Woods is out for the tournament, recovering from the leg injuries he suffered in a car accident, while Schauffele will no doubt be one of the favourites, the 27-year-old coming in with a couple of parallel storylines.
He will be lauded as the hometown boy who played nine-hole high school matches at Torrey Pines and went on to compete for San Diego State. His early struggles as a pro at Torrey should be noted, but so too will the seeming breakthrough he experienced in tying for second there this past January in the Farmers Insurance Open.
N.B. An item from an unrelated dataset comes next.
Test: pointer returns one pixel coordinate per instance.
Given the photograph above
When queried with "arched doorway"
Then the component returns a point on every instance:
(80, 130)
The other wrinkle for Schauffele is just as obvious. Not only is he trying to snap a streak of near-wins, he’s building a résumé in majors that is both highly impressive and already sprinkled with the kind of disappointment that his frequent at-home playing partner went through. Fellow San Diego native Phil Mickelson had three seconds and five thirds in 42 majors before he won the 2004 Masters at age 33.
In only 16 career majors for Schauffele, he can boast of having top-10 finishes in half of them. Six are top fives, and in a rare display of versatility on all courses and conditions, Schauffele already has a top-10 result in each of the Big Four. In four U.S. Opens, he hasn’t finished worse than sixth.
Two months ago, Schauffele contended deep into the back nine on Sunday at the Masters, only to pull his tee shot into the water at the 16th, make triple bogey and finish T-3, four strokes back of Hideki Matsuyama.
“Xander has said that last round at the Masters was the most fun he’s ever had playing golf,” said Stefan, who is the only full-swing coach Xander has ever had. “He was two shots behind Hideki [at 16] and he had to hit first off of that tee there. He did the right thing. He went for the jugular. People said this is going to hurt for a long time. Quite the opposite is true. It’s one of those moments that will give him the potential to separate from the field the next time.”
Xander knows that the questions about his closing ability will be there until he erases them himself.
“The big area I need to work on is my mental preparation, getting my head in the right space to win, and not sort of think about what everyone else talks about, not think about what everyone writes about,” Schauffele said. “If you don’t win right away, if you come close, you think about the times you haven’t won rather than the times you have.”
Schauffele’s team is working on what they call his “programming.” They will all admit that when Xander was younger, Stefan instilled in him an underdog mentality. The father remembers meeting the UCLA golf coaches when Xander was 16 and they lamented that they’d never heard of him. They suggested putting him in Southern California Toyota Cup tour events, and then Stefan twisted the screws on his son: Xander had to perform if he wanted a college scholarship. The result: three consecutive second-place finishes that put him on the recruiting radar.
That approach worked, even as Schauffele began to excel, with his first truly big victory coming in the match-play final against Beau Hossler in the 2014 California State Amateur. And it hasn’t changed much until now during Schauffele’s time on tour, despite two wins in his rookie season, including the Tour Championship, and his last win, at the 2019 Sentry Tournament of Champions, when Schauffele charged with a 62 in the final round.
None of his victories have come from leading the pack early—and only one has come from being in the final group on Sunday—because it seems as if Schauffele has always had a chaser’s mentality that hasn’t served him well when he reaches the top of the board.
“You need to have a certain arrogance, a certain confidence level,” Stefan Schauffele said, “that you only get from frequently winning as a junior or having your parents blow smoke up your butt. Xander doesn’t have that. For him, that will only come from the consistency of being there.”